HR warned over increasing personal prosecution

by Chloe Taylor01 Jul 2015
Last week, the Federal Circuit Court handed down a decision which held that an HR manager could have a penalty imposed on her, after she breached National Employment Standards (NES) during a process of dismissal.
The manager, who is employed by ACI Operations, gave the employee one month’s notice of termination as opposed to the five weeks he was entitled to.
It was found that the HR manager in question was “involved” in the company’s breach of the NES.

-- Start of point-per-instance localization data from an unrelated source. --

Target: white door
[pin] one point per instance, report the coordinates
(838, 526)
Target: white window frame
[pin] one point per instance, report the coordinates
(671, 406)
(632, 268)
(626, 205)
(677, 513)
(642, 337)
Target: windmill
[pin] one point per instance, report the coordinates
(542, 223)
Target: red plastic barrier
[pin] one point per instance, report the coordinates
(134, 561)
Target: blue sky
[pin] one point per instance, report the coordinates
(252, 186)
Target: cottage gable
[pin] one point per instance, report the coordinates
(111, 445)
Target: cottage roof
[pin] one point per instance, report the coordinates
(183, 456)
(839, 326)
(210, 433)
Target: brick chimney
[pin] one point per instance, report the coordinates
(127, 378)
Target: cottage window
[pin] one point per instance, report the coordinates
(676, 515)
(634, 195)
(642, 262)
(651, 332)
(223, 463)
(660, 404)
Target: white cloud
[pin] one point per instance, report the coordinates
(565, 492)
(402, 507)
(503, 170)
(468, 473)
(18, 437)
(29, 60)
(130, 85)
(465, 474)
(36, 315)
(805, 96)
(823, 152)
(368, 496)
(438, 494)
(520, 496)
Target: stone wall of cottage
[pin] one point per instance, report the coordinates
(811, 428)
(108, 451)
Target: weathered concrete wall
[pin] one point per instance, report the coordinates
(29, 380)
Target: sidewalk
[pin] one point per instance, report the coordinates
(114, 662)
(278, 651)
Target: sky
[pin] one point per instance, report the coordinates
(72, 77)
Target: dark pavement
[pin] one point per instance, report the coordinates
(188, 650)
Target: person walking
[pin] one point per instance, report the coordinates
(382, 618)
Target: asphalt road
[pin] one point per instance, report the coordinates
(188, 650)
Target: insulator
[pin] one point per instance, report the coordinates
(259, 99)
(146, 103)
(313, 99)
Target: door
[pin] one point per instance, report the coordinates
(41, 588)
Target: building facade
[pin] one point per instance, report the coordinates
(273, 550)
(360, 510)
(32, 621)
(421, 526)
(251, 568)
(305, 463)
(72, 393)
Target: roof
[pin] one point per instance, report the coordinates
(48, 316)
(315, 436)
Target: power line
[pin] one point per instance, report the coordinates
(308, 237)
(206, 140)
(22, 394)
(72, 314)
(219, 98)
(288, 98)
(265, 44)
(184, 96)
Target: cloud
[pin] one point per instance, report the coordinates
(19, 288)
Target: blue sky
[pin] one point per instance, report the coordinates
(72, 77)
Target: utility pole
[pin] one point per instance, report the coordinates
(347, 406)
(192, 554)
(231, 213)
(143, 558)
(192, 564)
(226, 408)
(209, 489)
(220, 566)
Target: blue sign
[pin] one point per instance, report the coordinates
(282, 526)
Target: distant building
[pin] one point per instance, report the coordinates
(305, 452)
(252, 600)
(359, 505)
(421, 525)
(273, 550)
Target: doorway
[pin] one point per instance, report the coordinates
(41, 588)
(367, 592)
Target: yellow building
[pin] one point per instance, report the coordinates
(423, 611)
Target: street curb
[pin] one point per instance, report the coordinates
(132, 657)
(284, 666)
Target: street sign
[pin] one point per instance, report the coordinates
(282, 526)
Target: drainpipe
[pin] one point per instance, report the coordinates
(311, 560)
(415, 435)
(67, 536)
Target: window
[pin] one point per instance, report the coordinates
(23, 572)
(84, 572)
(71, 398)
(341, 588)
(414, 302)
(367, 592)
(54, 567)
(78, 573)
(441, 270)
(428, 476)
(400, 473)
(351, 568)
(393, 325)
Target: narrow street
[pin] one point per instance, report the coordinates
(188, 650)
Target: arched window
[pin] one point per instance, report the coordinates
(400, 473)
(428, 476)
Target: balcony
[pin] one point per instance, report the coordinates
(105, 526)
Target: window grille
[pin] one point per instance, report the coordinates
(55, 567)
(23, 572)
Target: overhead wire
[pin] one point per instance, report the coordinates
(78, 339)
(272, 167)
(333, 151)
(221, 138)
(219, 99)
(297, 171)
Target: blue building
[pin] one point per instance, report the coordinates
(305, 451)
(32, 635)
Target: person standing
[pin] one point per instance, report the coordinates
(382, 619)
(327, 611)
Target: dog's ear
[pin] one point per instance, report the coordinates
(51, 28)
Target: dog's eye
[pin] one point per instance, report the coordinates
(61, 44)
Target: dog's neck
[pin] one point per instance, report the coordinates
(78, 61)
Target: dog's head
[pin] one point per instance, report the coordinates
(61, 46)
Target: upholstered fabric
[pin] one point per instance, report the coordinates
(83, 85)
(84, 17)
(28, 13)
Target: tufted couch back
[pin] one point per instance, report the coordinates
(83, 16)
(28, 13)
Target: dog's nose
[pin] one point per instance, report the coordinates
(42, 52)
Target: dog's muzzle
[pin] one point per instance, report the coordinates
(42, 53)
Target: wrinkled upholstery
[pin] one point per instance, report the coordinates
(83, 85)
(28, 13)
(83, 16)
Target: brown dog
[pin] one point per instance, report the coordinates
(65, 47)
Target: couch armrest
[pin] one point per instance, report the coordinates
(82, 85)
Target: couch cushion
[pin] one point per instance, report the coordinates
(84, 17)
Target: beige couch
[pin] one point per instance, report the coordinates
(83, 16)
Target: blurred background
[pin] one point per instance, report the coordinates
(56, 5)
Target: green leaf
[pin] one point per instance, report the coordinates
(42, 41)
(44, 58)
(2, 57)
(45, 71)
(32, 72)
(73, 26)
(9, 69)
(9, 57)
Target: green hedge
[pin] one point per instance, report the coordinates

“The HR manager failed to provide notice in accordance with National Employment Standards,” Deivina Peethamparam, director at People + Culture Strategies told HC. “The employee was entitled to five weeks’ notice, and the HR manager effectively gave four weeks’ notice.”
She added that the way the decision stands at the moment, the HR manager has been found to have contravened provisions of the Fair Work Act (FWA) in relation to paying notice under NES.
“It remains unclear what penalty will be implemented by the courts,” Peethamparam continued. “It’s quite a simple mistake – effectively all the court found was that the notice was a couple of days short.
“This is a really timely reminder that HR managers carry great responsibility in their roles to comply with the law – and courts are sending a clear message that if you fail to meet those responsibilities, you could face personal prosecution.”
Peethamparam advised HR managers to keep up to date with employment law and seek advice when necessary.
“You might have ticked all of the boxes, but running your actions by your legal counsel can give you peace of mind. No one intends on breaching the law, but courts expect HR to comply with legislation.”
She added that it’s not to say HR managers don’t know their obligations, but given that the FWA “allows for personal prosecution”, it’s a good idea to have decisions backed up by legal experts.
According to Peethamparam, the Fair Work Ombudsman sees personal prosecution as an important operation of the FWA, with a “number of cases” having a similar outcome.
“Given how high profile this case is, it might show that courts and regulators are becoming more active in this space,” she speculated.
The decision over whether a penalty will be imposed upon the HR manager will be determined at a later hearing.